I Saw A Film!
In the 80s were launched all these kids having a great time films that served to remind us of the sort of lives my friends and I were not living, though, this film set nearby us on a fairly obscure but locally famous beach resort island seemed like a local story to a degree. I was 21 when this film was available to us, but I rarely found myself at the beach, instead I was working in a lace mill and a fast food restaurant not far away from places I’d never been to, featured, possibly, in this story. It’s got features redolent of beach blanket bingo films, a commonality of which would be trying to save some piece of real-estate from being sold to careless developers who, in this case, would snatch it from the soft, guitar-strumming, hands of Demi Moore.

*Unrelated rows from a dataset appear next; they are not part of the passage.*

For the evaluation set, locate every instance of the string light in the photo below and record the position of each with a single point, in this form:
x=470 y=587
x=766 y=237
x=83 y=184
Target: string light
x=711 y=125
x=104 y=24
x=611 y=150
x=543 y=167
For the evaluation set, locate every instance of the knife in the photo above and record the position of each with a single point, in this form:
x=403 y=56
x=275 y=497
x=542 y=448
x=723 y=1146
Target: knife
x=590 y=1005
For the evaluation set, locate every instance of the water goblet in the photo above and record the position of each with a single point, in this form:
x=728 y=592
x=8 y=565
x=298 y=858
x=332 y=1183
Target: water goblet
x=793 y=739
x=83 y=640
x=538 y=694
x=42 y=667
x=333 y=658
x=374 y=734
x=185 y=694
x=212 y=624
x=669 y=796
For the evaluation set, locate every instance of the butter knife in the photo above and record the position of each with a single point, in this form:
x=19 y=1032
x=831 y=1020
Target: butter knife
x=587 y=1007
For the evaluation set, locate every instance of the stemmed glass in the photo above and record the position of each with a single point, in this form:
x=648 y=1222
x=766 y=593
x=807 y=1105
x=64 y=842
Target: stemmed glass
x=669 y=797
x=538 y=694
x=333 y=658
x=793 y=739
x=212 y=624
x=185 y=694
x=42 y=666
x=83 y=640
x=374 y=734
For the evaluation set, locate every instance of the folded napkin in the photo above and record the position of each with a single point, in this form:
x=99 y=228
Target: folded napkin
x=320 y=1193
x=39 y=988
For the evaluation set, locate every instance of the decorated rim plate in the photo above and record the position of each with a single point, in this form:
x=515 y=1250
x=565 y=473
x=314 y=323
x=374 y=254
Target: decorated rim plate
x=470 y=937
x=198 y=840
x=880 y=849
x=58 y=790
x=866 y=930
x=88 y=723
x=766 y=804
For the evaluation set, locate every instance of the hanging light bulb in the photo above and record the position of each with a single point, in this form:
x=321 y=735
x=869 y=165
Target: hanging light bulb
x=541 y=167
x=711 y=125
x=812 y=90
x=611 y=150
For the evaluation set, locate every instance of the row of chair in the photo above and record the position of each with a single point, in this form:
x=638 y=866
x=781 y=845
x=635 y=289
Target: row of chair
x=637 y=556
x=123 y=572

And so our intrepid band of brothers, including Billy Murray’s youngest sibling Joel, John Cusack a forlorn loveless sap and 80s stalwart Curtis Armstrong (Better off Dead and Revenge of the Nerds) along with a slew of comic side actors from Rich Hall to Joe Flaherty to Bobcat Goldthwait as Egg Stork (who has to be exhausted all the time), chase the cuties, take part in a beachbag’s worth of childish gags (Murray’s youngest buried in sand under a chair with a fat kid sitting on it eating chili level stuff) and a lot of weirdly violent and nightmarish cartoon goofiness that Cusack is meant to be feeling out his future with on paper. The most obvious help he could have given Demi’s little singing act would have been to design her some decent flyers. Instead the fellows decide to try to win a ridiculous yacht race with a montage built boat with a sports car engine somehow chainsawed into it.
At some point in this film Goldthwait ends up in a Godzilla costume and manages to attack a miniature model beach resort being sold to William Hickey while dozens of screaming people run aimlessly around with their arms in the air. There’s also a rabid dolphin mechanism being used for a film being shot that manages to attack an antagonist with a crossbow, and you really get the feeling that Savage Steve Holland who created this circus of silliness really just did so spontaneously over a lot of coke. It’s not a bad film, it’s just a remarkably silly one, but then so are a slew of similar teen films going back into the 50s. At least this one isn’t really attempting to modify any behavior, it’s mostly, ultimately about camaraderie and the chance that within the enemy’s midst are good hearted people who recognize their compatriots are actually shitty.
This runs about 3 bucks on Prime and is fun for a glimpse at the 35 year old past for so many of these cute actors. Aspects of this film feel like Cheech and Chong should have been in it.